Spending six months, spanning over four seasons, inside Orissa’s Raigadha District wherein lies a conglomeration of 191 villages living with existential dilemma-their existence yet to be acknowledged by the law of the land and authorities alike. Marooned by two big reservoirs- Chitrakonda and Uppar kolab- the 20000 primitive tribal continue to struggle justifying their existence.
The first orphans of free India, before the news of Independence reached them, reached the order to vacate their land to make space for one of India’s first hydroelectricity projects. And hardly before reconciling a new place, wholly created in remote hilltops by themselves, another dam dashed their hopes.
Thrown by kilometers of water they made unprecedented shift from mainland to become islanders!

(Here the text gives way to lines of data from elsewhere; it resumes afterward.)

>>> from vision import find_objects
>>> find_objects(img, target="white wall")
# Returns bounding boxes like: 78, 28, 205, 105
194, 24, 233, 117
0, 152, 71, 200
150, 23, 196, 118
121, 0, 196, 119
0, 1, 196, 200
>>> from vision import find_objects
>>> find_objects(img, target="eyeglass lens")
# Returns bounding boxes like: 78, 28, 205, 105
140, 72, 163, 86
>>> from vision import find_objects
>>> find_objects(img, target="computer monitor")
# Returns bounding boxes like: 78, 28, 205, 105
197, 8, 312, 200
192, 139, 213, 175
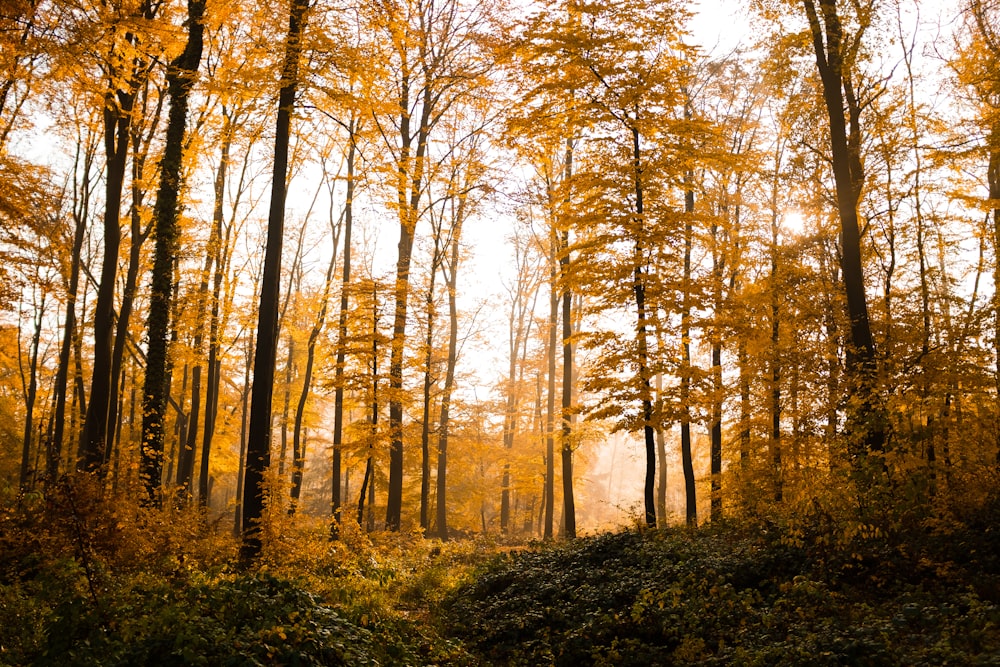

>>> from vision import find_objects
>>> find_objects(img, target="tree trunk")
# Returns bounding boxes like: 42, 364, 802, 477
138, 0, 205, 505
80, 97, 132, 473
435, 225, 463, 539
49, 138, 92, 482
544, 204, 558, 540
386, 79, 434, 531
233, 333, 253, 537
421, 243, 440, 532
770, 204, 783, 502
80, 0, 155, 473
560, 139, 576, 539
802, 0, 882, 457
359, 316, 379, 528
630, 124, 657, 529
240, 0, 308, 566
681, 177, 696, 527
199, 115, 233, 509
18, 287, 44, 491
656, 372, 668, 526
108, 95, 161, 469
291, 192, 341, 514
331, 130, 356, 531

So remote from the mainland, and civilization, the Government has named them “cut off area”. A rusty steamer, taking 8 hours to cover a distance of 68 kilometers to the main land, is the only connecting medium with the outer world reminding them of their civilizational loneliness. One has to spare three days and spend Rs. 100/- to fetch half kilogram of salt and oil!
The photo exhibition, consisting of 60 photographs carefully chosen from among 400, is a virtual essay on this epical tragedy. The project was sponsored by Smile jointly with National Rural Development Council (NRDC), Sonepur and Manav Adhikar Seva Samiti (MASS), Sambalpur.